In the ordinary there is no rush, only the slow accumulation of a life that knows what it is doing. In the routine, nothing is new, but everything is deeper. We spend so much of our lives looking for somewhere to arrive, when the road beneath our feet has been the destination all along.

Adolescence

Are you familiar with this photo? If you have seen Adolescence, then you know.

I’ve been curious about Adolescence ever since I read a review and saw comments on social media that blamed masculinity and patriarchy for the issues portrayed in the film. I decided not to comment until I saw the film for myself. Last night, Ingrid recommended it to me, telling me there were only four episodes. I decided to watch it, and I finished the last episode this morning.

By now, many who have seen the film are already familiar with the story, so I won’t go into detail about that. However, there were four significant scenes—long dialogues in Adolescence—that are crucial for helping viewers understand the film better:

The first major scene occurs during the precinct scene, where Jamie chooses his father as the adult to accompany him. He says he chose his father because his father doesn’t judge him. Another important detail comes when Jamie tells the detectives that, on the night of the incident, he came home, and no one noticed him. His father confirms this, stating that Jamie had only just arrived 10 minutes before the police barged in.

The second pivotal scene is the interview between Jamie and the psychologist. Here, Jamie’s relationship with his father is revealed. He avoids questions about his dad, and when asked about masculinity, he repeatedly insists that he’s not gay. But more than that, the scene demonstrates how short-fused Jamie is. In just this one scene, he lashes out three times.

The third big scene takes place in the van, where Jamie’s parents talk about their dance when they were Jamie’s age. It contrasts the difference between teenagers in 1984, when Take On Me was number one, and today, in the age of social media, where bullying, pornography, and extreme ideologies are easily accessible to impressionable minds.

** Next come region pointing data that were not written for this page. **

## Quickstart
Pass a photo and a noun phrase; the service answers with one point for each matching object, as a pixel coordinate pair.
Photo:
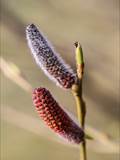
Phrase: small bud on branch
(79, 60)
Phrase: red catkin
(55, 117)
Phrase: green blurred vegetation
(96, 25)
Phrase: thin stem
(81, 112)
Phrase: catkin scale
(48, 60)
(55, 117)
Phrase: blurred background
(95, 24)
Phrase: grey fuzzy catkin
(48, 60)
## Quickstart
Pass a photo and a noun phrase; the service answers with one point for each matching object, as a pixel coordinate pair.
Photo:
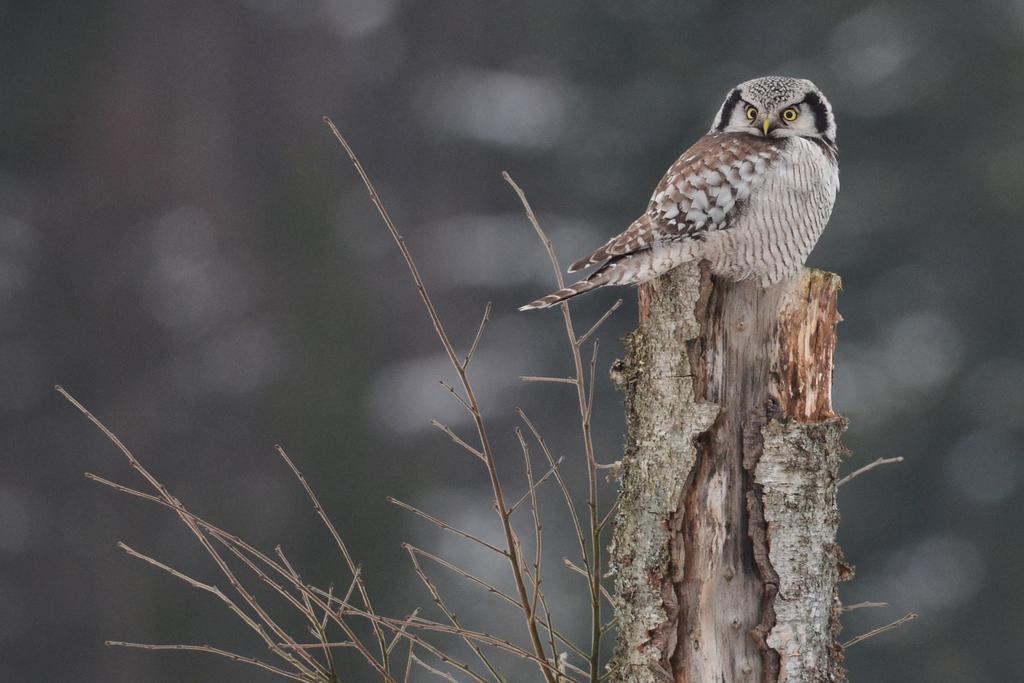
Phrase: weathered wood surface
(724, 551)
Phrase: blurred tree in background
(181, 247)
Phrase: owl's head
(777, 107)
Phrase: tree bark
(724, 549)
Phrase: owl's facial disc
(777, 107)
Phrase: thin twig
(590, 333)
(316, 628)
(862, 605)
(553, 380)
(455, 437)
(512, 551)
(211, 650)
(537, 485)
(869, 466)
(435, 594)
(882, 629)
(583, 572)
(342, 549)
(594, 566)
(566, 496)
(538, 535)
(497, 592)
(200, 536)
(476, 339)
(436, 672)
(445, 525)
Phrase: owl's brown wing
(704, 190)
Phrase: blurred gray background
(184, 249)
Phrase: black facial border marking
(820, 113)
(730, 103)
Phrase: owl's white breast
(783, 218)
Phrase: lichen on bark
(724, 548)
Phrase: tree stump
(724, 549)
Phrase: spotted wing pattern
(704, 190)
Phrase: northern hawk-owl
(751, 197)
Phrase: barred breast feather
(752, 206)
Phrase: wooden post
(724, 550)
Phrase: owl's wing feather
(704, 190)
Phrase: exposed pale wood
(724, 548)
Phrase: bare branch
(455, 437)
(440, 674)
(512, 551)
(435, 594)
(594, 565)
(553, 380)
(583, 572)
(342, 548)
(537, 485)
(445, 525)
(561, 483)
(869, 466)
(590, 333)
(882, 629)
(476, 339)
(862, 605)
(212, 650)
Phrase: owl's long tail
(599, 279)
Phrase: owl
(751, 197)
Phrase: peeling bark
(724, 550)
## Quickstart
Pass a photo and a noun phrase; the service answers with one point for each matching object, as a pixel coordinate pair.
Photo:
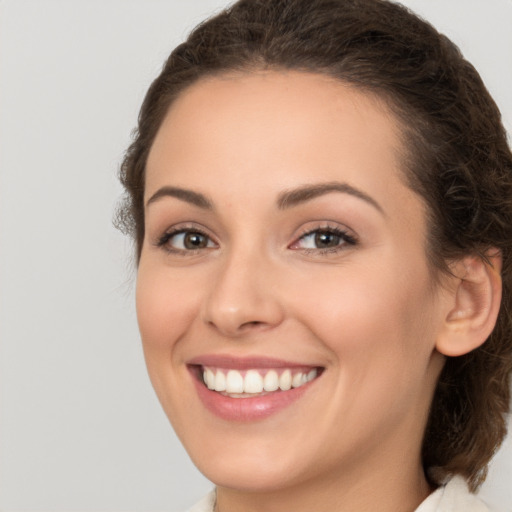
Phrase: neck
(393, 488)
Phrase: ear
(474, 304)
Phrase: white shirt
(453, 497)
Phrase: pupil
(195, 241)
(327, 240)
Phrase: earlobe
(476, 297)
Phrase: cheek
(378, 314)
(164, 308)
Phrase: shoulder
(205, 505)
(453, 497)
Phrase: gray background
(80, 427)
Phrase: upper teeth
(253, 381)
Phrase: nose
(243, 296)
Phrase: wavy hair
(457, 159)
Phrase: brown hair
(457, 159)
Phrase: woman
(320, 195)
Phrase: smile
(251, 382)
(252, 388)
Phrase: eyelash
(344, 236)
(163, 241)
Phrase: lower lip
(248, 409)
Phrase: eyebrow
(287, 199)
(294, 197)
(189, 196)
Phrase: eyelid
(347, 235)
(177, 229)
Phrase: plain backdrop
(80, 427)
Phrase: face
(284, 264)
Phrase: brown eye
(326, 239)
(193, 240)
(183, 241)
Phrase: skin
(368, 313)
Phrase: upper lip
(245, 363)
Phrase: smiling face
(283, 249)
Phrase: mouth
(256, 381)
(250, 389)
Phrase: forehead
(277, 129)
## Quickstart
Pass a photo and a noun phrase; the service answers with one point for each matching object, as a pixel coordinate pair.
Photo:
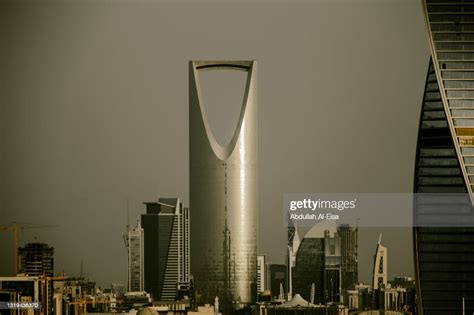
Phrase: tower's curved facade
(444, 256)
(223, 195)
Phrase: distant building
(293, 245)
(349, 261)
(135, 251)
(332, 267)
(167, 253)
(261, 273)
(318, 265)
(277, 280)
(359, 297)
(36, 259)
(380, 266)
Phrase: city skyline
(76, 149)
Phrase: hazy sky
(94, 112)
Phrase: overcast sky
(94, 112)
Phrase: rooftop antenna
(128, 214)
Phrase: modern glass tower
(135, 251)
(223, 195)
(444, 256)
(166, 244)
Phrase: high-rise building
(277, 280)
(349, 261)
(166, 248)
(310, 266)
(135, 251)
(223, 195)
(261, 273)
(332, 267)
(379, 276)
(444, 163)
(293, 245)
(36, 259)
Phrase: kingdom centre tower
(223, 195)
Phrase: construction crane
(13, 227)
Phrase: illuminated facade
(135, 247)
(223, 195)
(166, 248)
(444, 256)
(379, 278)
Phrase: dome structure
(147, 311)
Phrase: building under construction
(36, 259)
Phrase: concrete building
(36, 259)
(292, 249)
(349, 260)
(223, 195)
(379, 276)
(166, 248)
(261, 273)
(277, 278)
(444, 161)
(135, 253)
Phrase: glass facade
(444, 257)
(166, 240)
(223, 196)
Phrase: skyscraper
(349, 262)
(293, 245)
(167, 254)
(135, 251)
(277, 280)
(261, 273)
(379, 276)
(444, 256)
(310, 266)
(223, 195)
(36, 259)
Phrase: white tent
(297, 301)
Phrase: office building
(261, 273)
(223, 195)
(309, 267)
(135, 253)
(332, 267)
(277, 281)
(292, 248)
(444, 161)
(36, 259)
(379, 276)
(166, 248)
(349, 261)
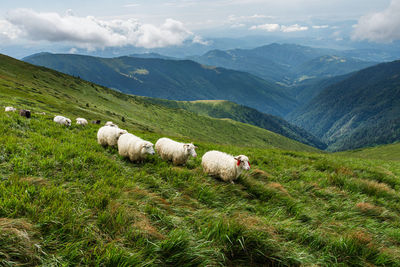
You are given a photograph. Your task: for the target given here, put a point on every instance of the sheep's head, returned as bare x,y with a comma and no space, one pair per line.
121,132
190,149
147,148
110,123
242,162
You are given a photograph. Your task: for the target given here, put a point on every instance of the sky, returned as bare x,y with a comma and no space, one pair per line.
91,25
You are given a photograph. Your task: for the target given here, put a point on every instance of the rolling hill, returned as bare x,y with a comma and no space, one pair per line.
227,109
45,89
65,200
172,79
287,64
361,110
383,152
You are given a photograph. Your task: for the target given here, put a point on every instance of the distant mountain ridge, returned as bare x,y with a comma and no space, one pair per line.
172,79
227,109
285,63
361,110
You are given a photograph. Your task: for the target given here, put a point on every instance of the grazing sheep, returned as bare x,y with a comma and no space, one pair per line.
25,113
81,121
177,152
110,123
225,166
134,147
8,109
108,136
62,120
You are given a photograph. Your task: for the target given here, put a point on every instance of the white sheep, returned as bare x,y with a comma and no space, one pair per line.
108,136
8,109
62,120
81,121
110,123
177,152
223,165
134,147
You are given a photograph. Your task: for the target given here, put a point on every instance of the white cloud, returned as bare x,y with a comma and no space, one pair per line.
91,33
293,28
267,27
198,40
276,27
238,25
8,31
382,26
131,5
320,26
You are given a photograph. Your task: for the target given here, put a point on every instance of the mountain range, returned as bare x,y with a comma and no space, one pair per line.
339,108
287,64
227,109
361,110
172,79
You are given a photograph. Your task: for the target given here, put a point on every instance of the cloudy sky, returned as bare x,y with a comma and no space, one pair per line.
99,24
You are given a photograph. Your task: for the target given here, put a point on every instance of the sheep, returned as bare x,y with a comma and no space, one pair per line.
81,121
108,136
223,165
110,123
134,147
8,109
25,113
177,152
62,120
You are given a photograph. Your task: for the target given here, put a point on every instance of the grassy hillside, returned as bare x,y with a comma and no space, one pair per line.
41,89
361,110
65,200
385,152
227,109
172,79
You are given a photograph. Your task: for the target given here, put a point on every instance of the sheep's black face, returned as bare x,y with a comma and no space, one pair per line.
148,149
190,149
243,162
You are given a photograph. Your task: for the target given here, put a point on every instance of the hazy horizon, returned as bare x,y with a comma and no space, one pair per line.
88,26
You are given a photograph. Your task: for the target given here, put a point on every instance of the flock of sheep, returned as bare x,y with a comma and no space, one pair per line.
214,163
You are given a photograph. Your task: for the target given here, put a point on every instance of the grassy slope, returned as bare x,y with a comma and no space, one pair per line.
227,109
172,79
66,200
41,89
385,152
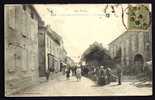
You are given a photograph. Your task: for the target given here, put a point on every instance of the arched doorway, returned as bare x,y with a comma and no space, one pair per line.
138,62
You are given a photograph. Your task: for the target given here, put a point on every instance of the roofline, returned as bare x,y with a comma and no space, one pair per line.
136,30
33,8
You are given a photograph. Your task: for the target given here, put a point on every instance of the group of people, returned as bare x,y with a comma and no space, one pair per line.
76,71
104,75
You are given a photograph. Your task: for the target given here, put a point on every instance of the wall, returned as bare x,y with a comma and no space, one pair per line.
132,43
21,48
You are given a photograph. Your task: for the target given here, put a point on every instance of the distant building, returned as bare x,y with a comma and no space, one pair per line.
70,62
134,47
51,51
21,47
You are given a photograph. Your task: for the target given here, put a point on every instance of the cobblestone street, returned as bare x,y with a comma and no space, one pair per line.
85,87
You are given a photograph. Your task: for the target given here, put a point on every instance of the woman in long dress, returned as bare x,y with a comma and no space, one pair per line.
78,73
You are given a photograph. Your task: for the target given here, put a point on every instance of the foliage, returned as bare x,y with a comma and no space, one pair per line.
98,53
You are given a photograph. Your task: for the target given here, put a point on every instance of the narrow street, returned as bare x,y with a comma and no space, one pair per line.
85,87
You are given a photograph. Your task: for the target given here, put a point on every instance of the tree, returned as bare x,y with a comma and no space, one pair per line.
96,52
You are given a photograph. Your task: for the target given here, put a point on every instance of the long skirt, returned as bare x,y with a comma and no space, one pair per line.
78,75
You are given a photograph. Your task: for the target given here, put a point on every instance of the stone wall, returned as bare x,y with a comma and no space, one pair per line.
21,48
132,43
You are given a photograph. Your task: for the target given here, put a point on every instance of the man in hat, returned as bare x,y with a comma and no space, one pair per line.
102,76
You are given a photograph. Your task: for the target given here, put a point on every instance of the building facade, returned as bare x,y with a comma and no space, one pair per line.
51,51
134,47
21,47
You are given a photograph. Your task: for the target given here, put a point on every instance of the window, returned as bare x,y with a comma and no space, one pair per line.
12,17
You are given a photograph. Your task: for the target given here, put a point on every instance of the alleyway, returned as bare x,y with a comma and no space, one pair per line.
85,87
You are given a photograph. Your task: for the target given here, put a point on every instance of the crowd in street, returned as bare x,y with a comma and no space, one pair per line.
103,74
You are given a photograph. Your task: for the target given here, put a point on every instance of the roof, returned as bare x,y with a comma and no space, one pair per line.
126,33
57,38
33,8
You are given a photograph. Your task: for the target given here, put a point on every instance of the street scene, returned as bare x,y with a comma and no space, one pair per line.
78,50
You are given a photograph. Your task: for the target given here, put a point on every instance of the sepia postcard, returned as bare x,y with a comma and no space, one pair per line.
78,50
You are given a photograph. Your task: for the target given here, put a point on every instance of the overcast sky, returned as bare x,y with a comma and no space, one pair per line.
81,25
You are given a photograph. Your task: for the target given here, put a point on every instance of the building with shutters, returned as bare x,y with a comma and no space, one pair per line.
51,51
134,47
21,47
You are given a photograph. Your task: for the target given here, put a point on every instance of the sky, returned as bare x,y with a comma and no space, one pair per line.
81,25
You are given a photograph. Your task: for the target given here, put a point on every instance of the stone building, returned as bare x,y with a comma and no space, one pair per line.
51,51
70,62
134,47
21,47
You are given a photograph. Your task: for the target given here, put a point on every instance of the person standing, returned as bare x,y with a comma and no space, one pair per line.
102,76
119,73
67,73
78,73
108,73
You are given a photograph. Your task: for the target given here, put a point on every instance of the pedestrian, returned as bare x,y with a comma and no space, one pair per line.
67,73
119,73
109,74
78,73
102,76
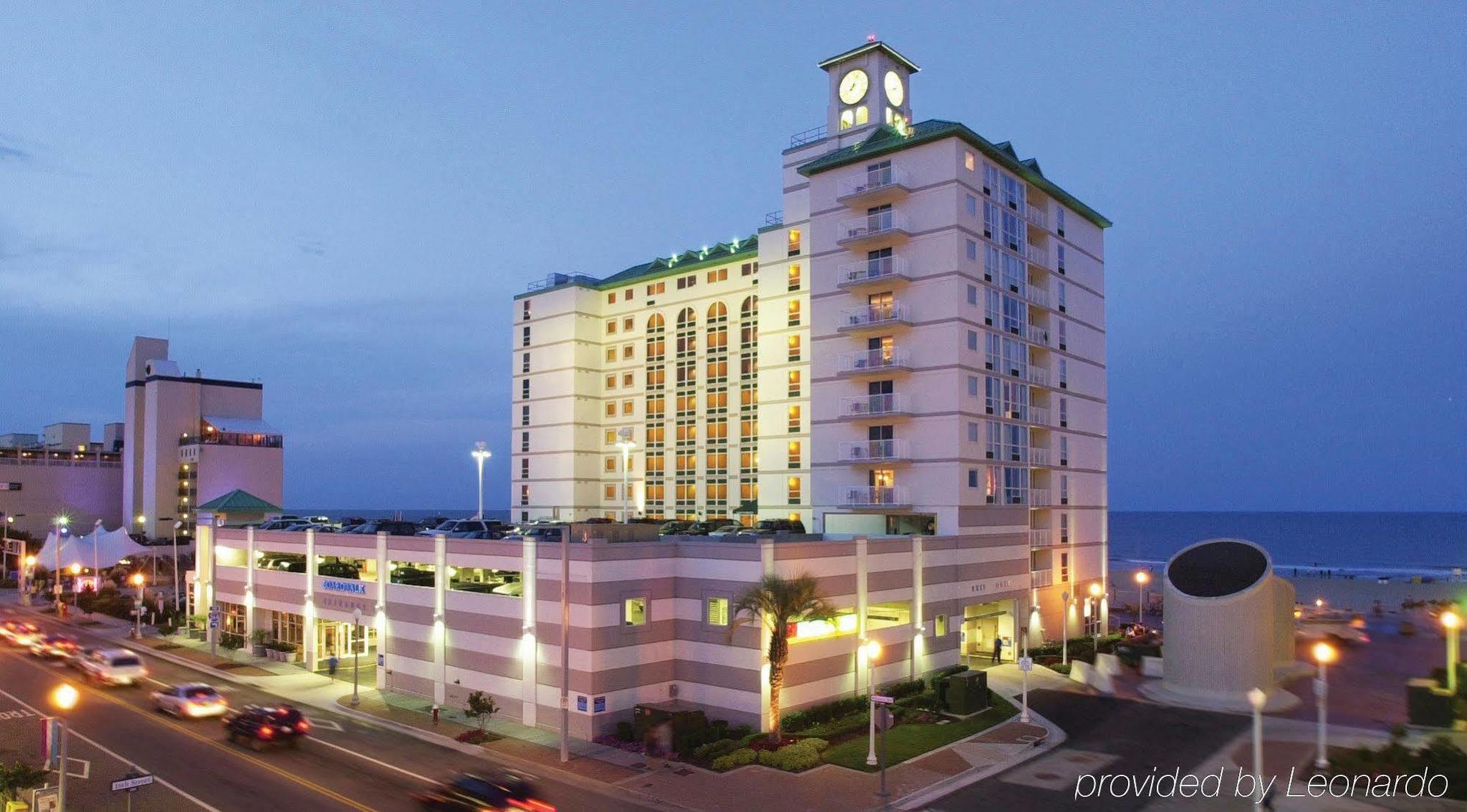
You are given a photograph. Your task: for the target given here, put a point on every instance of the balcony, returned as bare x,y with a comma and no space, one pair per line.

The final and most powerful scene is when Jamie’s parents discuss their regrets. This dialogue reveals a lot about modern parenting. The father reflects on the time when he played games with Jamie but became too busy with work after his business took off, leaving him absent from home daily, from 6 a.m. to 8 p.m. He also mentions that because his own father struck him, he promised never to do the same to his children. Meanwhile, the mother’s regret was that she was often home early but failed to establish a relationship with Jamie. They both agree that they knew Jamie had a temper problem, but neither corrected nor addressed it.

The movie isn’t about patriarchy, pornography, masculinity, or a broken system. No amount of societal dysfunction can destroy a loving family. Rather, the film highlights the failure of parents to meet the emotional needs of their adolescent children. What are those needs? Relationships. Both parents failed to communicate or connect with Jamie. The father didn’t have time to build a relationship with his son, and while the mother had more time, she didn’t try to do so. This failure to form a relationship left them unable to understand the language of youth, and even to have authority over their son. Yes, in the natural order of things, parents have natural authority over their children.

In the film, there are two main culprits. If you look at the photo I posted, you’ll see them at the end of the movie: technology left unchecked with impressionable minds have harmful effects, symbolized by the arcade game and the clock, and the two Lego figures representing the parents’ time or maybe just the dad since the figure in orange surely is a man and the other is unclear. Anyway, poor Teddy.

Not everyone has the privilege of having both a father and a mother, but beyond parenting and parents having authority over their kids, children also need good role models. The movie calls on adults to take responsibility for being positive role models, to show what good men and women should be, and to have a clear understanding of objective truths. This leads to presence, the most important thing a parent or adult can offer.